2018年度活動レポート(一般公募コース)第136号 (Aコース)
マレーシアの学生がリモートセンシングと人工知能による先端情報処理技術を学ぶ
山口大学創成科学研究科
教授 山口 真悟さんからの報告
2018年度のさくらサイエンスプログラムの一つとして、10月4日~13日の10日間、マレーシア・プトラ大学(UPM)の学生6名を山口大学に招へいしました。
山口大学には応用衛星リモートセンシング研究センターや工学部知能情報工学科があります。また山口県には山口大学の電波望遠鏡もあるKDDI山口衛星通信所、JAXA西日本衛星防災利用研究センターもあります。これらのリソースを活用することによってリモートセンシングと人工知能を組み合わせた情報処理技術の学習や最新の宇宙利用技術の見学を通じて、我が国が有する先端技術への理解を深めるとともに関心を促すようなプログラムを目指しました。

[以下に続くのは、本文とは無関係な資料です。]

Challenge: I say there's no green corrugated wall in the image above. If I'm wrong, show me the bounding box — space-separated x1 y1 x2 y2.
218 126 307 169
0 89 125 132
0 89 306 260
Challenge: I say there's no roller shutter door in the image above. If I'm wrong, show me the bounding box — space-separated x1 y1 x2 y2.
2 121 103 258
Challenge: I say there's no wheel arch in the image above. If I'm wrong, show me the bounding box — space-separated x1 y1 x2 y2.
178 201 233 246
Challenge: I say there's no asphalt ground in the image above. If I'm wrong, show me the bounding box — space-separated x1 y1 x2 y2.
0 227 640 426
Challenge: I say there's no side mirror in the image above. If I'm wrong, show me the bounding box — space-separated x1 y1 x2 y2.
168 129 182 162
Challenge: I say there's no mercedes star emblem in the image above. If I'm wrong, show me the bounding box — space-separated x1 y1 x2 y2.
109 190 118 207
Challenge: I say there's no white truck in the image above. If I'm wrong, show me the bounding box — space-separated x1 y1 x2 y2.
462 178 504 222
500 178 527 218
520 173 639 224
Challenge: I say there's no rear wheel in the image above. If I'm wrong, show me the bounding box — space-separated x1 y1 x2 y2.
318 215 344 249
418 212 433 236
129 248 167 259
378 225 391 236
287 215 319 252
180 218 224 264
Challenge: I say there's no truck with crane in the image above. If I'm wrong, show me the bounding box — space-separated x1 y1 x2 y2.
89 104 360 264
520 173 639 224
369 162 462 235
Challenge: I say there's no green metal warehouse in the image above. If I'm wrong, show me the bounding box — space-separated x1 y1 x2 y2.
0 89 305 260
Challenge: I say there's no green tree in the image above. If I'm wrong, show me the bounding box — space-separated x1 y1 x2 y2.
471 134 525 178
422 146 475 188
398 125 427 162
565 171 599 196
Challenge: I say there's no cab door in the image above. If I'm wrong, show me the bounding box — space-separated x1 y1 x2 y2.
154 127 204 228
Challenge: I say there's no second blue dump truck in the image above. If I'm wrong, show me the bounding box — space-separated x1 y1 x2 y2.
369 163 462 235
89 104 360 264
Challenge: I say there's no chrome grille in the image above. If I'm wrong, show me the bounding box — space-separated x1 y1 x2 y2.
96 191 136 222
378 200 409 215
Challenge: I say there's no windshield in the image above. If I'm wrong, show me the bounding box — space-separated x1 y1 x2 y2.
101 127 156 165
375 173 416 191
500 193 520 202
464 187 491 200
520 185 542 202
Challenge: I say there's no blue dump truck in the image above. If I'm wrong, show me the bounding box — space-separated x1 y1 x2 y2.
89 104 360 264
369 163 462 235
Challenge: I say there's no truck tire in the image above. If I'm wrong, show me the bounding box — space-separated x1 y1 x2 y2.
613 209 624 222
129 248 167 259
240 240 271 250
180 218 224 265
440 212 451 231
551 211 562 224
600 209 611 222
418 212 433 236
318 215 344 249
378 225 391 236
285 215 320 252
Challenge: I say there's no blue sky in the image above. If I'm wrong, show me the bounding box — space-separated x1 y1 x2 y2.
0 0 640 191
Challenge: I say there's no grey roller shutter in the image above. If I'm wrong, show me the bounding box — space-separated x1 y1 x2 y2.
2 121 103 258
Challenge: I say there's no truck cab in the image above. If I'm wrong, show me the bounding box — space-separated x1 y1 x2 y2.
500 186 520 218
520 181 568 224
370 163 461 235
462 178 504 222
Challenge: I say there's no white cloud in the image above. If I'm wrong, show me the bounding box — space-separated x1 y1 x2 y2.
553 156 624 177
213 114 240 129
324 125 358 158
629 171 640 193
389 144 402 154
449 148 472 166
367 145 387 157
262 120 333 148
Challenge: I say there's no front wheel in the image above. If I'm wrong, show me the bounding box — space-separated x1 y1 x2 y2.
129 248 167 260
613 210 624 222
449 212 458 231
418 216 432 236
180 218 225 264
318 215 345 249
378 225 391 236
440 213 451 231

また、プログラムの一部に電気電子分野で最も権威のある学会IEEE主催の国際会議における論文発表や聴講、並びに大阪市立科学館の見学も含め、参加者自身が科学技術の未来や将来の自身の在り方について考えることができるように工夫しました。
1日目にはオリエンテーションの後、JAXA西日本衛星防災利用研究センターを見学し、JAXA職員からセンターの施設や設備について説明を受けました。陸域観測技術衛星2号「だいち2号」(ALOS−2)の大型模型や観測データの利用を示すパネルは、これから衛星画像処理を学ぶ学生の意欲を高めました。
2日目は山口大学学長、応用衛星リモートセンシング研究センター長、工学部長を表敬訪問した後、KDDI山口衛星通信所を見学しました。パラボラアンテナの巨大さと種類の多さに圧倒されたと同時に、それぞれが持つ意味・意義を学習したことと思われます。
3日目は山口大学応用衛星リモートセンシング研究センター佐村俊和准教授からリモートセンシング技術の講義を受けた後、大学院生のポスター発表を通じて、学生間の研究交流を行いました。
4~5日目は衛星画像を畳み込みニューラルネットワークを使って森林や草原など6種類に分類する実習を行いました。自ら考え試行錯誤しながら、熱心に実習に取り組んでいました。
6~8日目には奈良で開催された国際会議IEEE GCCE 2018に出席し、2名の学生が厳しい審査の上、採択された論文を発表しました。第一級の研究者や技術者と意見交換することにより、参加者自身が将来の研究開発について自己啓発するような体験になったと思われます。
9日目には大阪市立科学館を見学しました。あいにく改装中のため、プラネタリウムしか見学できませんでしたが、全体を振り返り、科学技術の未来や将来の自身の在り方について、ゆっくり考える時間ができたと考えています。
参加学生の報告書を見る限り好評だったと思われます。複数名の参加学生が山口大学への留学を希望し、また山口大学のTA学生がUPMでの短期留学を希望するようになりました。これらのことから、本事業が学生に与えた影響は極めて大きいといえます。